The need for higher data bandwidth also explains why Panasonic has a 12 disc optical RAID. With replication you could even skip the RAID.
BDXL discs on Amazon are at least $45 each. You can buy a 1TB disk for about that. So somebody is buying BDXL discs in bulk or they wouldn’t exist – and it sure isn’t consumers.
The StorageMojo take
The biggest surprise of the Hacker News comments was how reductionist most views of the issue were. Cheap storage? Powered down disks.
But power isn’t the major driver of cost at Internet scale.
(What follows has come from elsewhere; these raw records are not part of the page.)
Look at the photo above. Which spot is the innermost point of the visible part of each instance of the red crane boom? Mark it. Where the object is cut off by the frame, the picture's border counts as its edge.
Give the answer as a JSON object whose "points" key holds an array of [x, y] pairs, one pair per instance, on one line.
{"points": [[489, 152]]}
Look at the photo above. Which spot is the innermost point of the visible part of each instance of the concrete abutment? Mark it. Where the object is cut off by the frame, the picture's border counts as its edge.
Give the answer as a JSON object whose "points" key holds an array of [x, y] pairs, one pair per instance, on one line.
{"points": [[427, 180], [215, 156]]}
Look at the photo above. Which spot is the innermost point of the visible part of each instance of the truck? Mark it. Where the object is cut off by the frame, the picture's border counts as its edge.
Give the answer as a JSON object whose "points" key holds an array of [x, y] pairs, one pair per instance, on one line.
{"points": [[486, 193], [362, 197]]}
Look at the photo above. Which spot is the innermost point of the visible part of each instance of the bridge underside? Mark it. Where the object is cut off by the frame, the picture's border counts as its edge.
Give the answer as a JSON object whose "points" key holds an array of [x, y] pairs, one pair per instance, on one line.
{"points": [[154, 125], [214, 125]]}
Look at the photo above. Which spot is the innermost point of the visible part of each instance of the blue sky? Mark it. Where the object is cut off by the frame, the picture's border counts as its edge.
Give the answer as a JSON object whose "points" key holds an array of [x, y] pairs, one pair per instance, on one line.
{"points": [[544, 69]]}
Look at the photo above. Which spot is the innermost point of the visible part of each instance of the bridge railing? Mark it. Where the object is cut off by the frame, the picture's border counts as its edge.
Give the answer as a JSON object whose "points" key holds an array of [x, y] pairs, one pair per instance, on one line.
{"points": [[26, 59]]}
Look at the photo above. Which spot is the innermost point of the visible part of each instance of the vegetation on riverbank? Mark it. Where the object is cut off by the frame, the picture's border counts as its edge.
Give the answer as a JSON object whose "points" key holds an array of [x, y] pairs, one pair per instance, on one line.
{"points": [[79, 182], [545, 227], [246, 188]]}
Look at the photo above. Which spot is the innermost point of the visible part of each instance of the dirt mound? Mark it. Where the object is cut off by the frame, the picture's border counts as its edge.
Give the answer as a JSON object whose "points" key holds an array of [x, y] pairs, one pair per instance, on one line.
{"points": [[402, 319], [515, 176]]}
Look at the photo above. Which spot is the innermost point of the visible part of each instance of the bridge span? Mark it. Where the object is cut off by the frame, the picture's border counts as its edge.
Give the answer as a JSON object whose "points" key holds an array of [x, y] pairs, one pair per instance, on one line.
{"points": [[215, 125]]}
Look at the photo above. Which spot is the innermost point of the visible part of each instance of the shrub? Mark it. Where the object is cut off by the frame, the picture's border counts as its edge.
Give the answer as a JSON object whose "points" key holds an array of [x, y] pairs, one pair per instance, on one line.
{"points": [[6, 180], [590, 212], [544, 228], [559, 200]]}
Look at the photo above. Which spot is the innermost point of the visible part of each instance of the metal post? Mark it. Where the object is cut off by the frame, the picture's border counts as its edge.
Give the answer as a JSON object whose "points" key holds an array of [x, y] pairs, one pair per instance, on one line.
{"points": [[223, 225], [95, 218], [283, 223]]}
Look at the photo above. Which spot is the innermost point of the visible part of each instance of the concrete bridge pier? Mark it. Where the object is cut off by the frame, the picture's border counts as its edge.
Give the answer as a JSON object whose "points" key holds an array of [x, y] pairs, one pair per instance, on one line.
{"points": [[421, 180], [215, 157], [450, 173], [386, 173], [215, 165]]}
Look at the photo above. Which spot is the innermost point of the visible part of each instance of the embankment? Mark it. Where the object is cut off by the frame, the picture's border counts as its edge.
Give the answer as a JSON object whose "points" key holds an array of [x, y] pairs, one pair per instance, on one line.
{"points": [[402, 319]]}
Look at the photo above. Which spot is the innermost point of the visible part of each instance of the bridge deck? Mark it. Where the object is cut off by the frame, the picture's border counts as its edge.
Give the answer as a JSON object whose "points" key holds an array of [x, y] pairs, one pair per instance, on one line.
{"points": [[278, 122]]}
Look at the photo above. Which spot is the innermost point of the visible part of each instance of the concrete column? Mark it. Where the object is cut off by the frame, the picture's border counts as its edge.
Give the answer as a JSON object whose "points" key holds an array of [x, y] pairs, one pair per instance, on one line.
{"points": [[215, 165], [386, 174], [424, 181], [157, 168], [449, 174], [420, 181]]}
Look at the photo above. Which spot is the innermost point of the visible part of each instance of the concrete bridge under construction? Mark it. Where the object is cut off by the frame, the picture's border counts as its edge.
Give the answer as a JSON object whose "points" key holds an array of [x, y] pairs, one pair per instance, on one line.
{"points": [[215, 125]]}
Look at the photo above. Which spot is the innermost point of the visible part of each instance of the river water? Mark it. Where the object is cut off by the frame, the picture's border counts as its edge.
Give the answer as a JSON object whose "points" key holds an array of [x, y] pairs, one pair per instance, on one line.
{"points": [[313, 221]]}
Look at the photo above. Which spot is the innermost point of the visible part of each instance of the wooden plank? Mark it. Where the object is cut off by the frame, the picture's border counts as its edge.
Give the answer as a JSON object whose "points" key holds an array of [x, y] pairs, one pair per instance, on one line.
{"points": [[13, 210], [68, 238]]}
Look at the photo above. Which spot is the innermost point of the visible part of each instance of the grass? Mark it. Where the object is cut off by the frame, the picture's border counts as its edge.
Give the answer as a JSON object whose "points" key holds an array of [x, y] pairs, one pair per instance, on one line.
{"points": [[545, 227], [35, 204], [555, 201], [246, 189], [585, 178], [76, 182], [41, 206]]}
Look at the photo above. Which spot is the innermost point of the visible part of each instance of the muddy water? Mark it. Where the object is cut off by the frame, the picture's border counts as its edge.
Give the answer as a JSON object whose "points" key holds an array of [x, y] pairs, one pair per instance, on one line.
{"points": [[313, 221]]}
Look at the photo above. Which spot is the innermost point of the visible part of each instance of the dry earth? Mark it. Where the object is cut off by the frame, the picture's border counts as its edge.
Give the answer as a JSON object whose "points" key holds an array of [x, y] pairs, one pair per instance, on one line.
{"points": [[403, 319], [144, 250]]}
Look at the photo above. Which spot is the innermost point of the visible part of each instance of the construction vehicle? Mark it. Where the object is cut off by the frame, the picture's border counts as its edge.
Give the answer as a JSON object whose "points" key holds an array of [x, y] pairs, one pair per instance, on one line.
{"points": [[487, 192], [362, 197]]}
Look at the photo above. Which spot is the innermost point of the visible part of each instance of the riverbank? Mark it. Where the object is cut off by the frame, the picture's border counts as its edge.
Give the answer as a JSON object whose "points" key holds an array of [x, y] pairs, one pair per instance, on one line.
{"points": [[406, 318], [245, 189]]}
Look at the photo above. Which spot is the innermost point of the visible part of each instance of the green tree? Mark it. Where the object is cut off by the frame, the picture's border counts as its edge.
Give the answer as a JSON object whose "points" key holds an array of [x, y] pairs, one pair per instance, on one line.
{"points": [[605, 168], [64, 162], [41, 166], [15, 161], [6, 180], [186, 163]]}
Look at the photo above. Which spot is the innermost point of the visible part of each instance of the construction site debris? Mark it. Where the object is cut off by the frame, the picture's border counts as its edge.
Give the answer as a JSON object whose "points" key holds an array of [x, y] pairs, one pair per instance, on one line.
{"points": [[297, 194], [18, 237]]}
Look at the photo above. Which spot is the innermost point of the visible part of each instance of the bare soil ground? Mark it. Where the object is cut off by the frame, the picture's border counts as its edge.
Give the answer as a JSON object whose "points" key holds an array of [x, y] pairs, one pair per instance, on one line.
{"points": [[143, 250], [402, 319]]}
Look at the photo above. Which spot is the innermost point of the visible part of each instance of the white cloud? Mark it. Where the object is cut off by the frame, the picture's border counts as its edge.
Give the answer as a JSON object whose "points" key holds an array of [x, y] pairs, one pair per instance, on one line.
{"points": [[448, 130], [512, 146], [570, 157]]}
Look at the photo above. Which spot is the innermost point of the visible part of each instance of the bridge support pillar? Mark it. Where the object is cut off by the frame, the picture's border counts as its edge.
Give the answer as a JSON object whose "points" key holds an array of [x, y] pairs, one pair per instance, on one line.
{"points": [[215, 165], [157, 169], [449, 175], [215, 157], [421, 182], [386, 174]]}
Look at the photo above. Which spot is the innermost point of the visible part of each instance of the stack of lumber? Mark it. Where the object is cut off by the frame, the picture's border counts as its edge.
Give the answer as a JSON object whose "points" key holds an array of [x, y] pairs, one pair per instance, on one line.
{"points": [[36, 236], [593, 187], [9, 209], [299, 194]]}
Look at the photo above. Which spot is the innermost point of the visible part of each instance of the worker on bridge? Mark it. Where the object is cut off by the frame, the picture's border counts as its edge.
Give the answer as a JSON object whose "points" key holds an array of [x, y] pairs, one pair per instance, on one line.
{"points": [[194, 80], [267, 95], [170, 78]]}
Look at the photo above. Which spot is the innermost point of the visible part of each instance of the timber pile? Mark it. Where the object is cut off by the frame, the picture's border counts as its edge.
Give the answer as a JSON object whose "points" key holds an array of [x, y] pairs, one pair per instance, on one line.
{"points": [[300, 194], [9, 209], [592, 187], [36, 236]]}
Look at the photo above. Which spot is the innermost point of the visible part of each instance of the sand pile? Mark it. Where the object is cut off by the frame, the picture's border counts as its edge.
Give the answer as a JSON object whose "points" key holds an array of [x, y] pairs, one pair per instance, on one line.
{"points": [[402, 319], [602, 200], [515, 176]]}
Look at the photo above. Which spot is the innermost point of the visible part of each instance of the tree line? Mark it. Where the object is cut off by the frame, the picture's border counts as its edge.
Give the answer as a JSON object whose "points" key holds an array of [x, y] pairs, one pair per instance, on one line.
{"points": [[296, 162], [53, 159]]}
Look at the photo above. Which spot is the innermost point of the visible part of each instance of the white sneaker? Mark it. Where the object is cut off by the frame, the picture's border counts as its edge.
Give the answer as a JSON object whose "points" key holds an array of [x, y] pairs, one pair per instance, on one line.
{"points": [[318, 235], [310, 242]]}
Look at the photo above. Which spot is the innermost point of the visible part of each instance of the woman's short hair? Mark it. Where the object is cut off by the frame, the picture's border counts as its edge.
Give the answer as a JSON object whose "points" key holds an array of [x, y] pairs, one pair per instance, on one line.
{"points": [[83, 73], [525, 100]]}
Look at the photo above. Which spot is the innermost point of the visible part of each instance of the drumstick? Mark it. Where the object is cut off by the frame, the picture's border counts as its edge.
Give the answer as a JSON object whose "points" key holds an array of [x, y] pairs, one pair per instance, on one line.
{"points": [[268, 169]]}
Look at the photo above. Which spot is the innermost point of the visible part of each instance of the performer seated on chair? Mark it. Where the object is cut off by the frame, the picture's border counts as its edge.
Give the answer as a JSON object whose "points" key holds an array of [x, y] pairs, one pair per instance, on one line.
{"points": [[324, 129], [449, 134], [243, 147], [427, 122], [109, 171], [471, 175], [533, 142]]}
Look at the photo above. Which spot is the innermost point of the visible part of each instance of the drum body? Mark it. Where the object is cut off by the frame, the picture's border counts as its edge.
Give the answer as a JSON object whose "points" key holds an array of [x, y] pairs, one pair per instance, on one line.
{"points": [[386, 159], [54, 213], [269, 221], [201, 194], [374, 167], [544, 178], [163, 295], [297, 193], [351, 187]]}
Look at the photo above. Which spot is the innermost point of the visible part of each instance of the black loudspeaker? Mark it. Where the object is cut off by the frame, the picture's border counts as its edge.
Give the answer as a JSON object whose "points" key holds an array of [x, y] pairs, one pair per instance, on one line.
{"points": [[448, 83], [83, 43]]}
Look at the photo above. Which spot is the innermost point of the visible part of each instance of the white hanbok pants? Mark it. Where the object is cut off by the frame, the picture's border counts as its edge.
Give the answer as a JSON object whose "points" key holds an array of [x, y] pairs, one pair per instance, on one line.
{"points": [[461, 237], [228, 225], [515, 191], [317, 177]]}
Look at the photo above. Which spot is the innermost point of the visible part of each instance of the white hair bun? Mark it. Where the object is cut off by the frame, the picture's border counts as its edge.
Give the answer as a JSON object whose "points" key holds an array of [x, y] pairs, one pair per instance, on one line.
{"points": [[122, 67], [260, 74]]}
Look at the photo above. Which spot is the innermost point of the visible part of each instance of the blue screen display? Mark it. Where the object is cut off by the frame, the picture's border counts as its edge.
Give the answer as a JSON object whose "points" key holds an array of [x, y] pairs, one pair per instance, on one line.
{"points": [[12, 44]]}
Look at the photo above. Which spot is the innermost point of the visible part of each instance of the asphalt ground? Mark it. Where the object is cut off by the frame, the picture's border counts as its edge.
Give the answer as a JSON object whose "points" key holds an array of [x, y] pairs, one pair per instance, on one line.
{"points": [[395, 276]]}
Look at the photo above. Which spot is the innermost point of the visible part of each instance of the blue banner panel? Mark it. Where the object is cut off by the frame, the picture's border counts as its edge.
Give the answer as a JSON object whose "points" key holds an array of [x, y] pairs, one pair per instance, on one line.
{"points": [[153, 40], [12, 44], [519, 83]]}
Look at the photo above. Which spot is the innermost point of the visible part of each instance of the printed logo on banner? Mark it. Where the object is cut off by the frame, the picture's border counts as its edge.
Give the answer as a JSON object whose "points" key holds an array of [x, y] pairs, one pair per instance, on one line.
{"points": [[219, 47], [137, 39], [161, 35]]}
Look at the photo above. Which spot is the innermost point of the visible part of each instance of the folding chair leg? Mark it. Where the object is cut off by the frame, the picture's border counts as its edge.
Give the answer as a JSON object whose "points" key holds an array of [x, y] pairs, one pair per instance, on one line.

Maybe AWS is making stuff up, or don’t need to make a profit on the service. In competitive analysis, you assume you’re dealing with a rational actor, or anything goes. That may over-estimate their smarts – as the British did looking at German radar during WWII – but at least you won’t be caught unawares. Much better than under-estimating smarts, as the Germans did with Enigma decryption at the same time.
The solution space has to take into account these facts:
- Glacier is significantly cheaper than S3
- They charge for deletions in the first 3 months
- Power is not the driving cost for Internet scale infrastructure
- Sony and Panasonic continue to invest in a product that has no visible commercial uptake
- Facebook believes optical is a reasonable solution to their archive needs
So unless these aren’t facts, the answer points to optical media. But please offer another suggestion.
Courteous comments welcome, of course. Commenters, start your engines!